あたし、『魔女』として魔界に召喚されちゃったんですが。[2]
景色が変わり、肌で感じる空気がひんやりとする。
魔法陣は宙に浮いたところに発現していたようで、あたしたちは、ストッと飛び降りた。
霧が出ているかのように、ぼんやりと霞んだ景色。
なにもない。
ただ、遠くに木があることを感じる。
周りに皆はいない。
先に行っちゃったのかな。
「どうやら無事についたようね」
ルクレーシャが優雅に宙に浮いて辺りを見渡す。
とても強く、澄んだ魔力を感じる。
ここが、〈千年霊木〉……。
歴代の聡明な魔術師たちの魂が眠る場所……。
ここのどこかに、サンがいるかもしれないってことだよね。
「クコ、大丈夫?そして、サンはいる?」
「はい……います」
「じゃあ、行こう」
とりあえずあたしたちは、前に進むことにした。
「おーい、クレア~、シュガーぁ」
どこ?
魔力を集中して辺りを捜索してみるけれど、ここは魔術師の魂があるからなのか、ぐちゃぐちゃと魔力が絡まりあっていて全然見つけられない。
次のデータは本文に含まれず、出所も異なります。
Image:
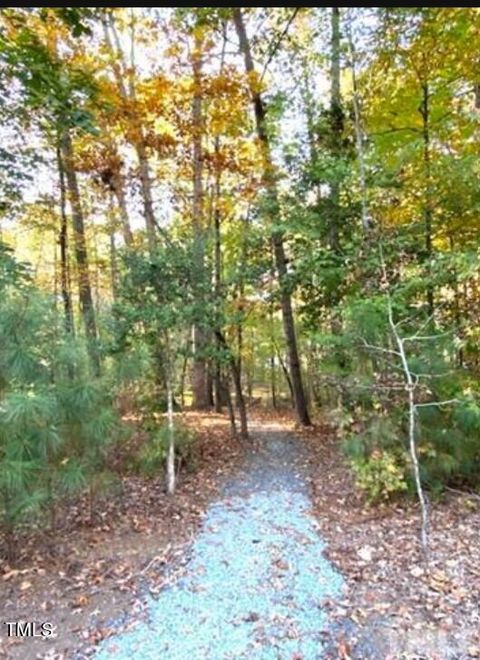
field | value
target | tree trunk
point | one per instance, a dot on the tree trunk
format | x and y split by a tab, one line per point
63	241
119	191
428	206
359	135
171	436
336	126
199	368
237	382
277	235
231	411
85	290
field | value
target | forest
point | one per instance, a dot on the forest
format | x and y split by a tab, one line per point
216	220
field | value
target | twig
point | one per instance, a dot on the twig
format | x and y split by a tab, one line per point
274	48
436	403
463	492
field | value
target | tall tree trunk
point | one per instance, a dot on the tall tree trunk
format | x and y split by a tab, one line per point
428	201
336	125
237	382
63	241
113	251
171	430
359	135
199	367
277	235
118	188
85	289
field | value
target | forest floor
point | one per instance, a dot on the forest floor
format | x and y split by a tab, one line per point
239	543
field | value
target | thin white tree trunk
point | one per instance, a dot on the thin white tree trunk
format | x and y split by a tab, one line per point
171	438
411	385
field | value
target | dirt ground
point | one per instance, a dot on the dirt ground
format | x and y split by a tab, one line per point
88	576
394	605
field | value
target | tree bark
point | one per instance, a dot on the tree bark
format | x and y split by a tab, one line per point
277	235
171	436
336	125
428	206
359	136
119	191
81	254
199	367
63	241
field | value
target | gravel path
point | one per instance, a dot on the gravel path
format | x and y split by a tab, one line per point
257	577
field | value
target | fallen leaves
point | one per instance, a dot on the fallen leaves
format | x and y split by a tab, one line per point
392	596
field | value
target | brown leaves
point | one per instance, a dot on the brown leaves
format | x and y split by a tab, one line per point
377	551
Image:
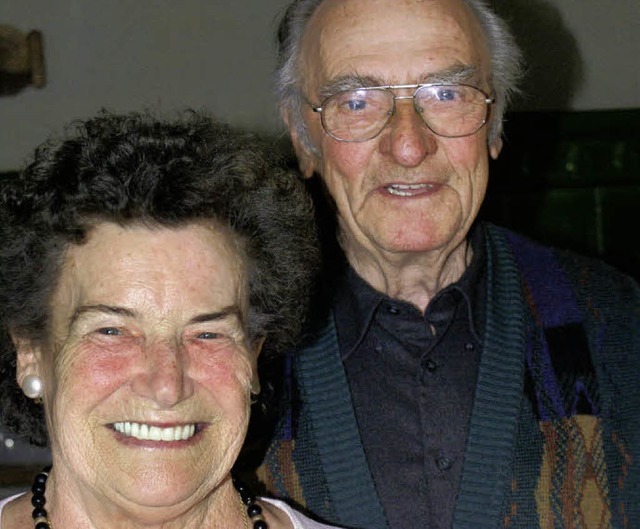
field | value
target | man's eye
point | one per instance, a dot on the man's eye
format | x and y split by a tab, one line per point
208	336
447	94
356	104
109	331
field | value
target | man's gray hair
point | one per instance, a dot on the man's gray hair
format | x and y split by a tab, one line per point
506	64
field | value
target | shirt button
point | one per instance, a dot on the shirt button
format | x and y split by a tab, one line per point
431	365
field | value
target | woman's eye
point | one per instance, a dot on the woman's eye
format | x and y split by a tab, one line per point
109	331
208	335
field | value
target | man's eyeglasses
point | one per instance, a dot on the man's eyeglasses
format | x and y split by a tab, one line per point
449	110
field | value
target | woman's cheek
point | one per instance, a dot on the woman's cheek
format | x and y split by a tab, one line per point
96	365
220	363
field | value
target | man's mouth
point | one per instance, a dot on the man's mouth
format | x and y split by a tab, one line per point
144	432
408	190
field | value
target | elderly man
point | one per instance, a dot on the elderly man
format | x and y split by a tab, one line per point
465	377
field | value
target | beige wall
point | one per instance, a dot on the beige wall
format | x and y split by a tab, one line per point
218	54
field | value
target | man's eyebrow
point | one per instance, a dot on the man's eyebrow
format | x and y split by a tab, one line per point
222	314
459	73
101	308
348	82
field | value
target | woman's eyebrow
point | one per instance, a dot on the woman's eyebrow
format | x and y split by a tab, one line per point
222	314
101	308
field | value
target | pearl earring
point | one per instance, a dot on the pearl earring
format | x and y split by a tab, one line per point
32	386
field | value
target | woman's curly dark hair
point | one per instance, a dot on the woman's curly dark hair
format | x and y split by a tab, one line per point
135	168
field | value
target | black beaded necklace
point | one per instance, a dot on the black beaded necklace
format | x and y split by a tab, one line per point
41	518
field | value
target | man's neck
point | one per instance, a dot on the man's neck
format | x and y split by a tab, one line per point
415	278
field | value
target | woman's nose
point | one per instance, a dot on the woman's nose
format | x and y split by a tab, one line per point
163	377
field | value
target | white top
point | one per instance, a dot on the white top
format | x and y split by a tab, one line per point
299	520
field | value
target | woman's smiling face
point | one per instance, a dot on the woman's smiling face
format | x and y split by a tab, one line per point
148	370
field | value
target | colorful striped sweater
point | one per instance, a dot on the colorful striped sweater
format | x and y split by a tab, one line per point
554	434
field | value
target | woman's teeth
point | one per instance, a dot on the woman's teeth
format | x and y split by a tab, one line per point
406	190
145	432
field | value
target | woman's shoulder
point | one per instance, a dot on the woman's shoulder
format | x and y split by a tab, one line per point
299	520
15	511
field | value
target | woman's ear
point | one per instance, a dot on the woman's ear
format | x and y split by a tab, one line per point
28	359
256	348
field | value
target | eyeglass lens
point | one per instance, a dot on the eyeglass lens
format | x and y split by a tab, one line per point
448	110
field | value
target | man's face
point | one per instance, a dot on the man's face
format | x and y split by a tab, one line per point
407	190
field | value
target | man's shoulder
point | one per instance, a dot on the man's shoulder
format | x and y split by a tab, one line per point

しかも、ここではアカシは完全な〈千年霊木〉となってしまうためか、杖からは何も感じず、気配もこの一帯に散らばっているため、意思疎通が困難だった。
もちろん、サンのことも……。
今頼りになるのは、クコのサンとの繋がりだけ。
でも、それもいつまでもつか……。
治癒魔法を使えるのはクコだけだし、自分自身に魔法をかけることはできない。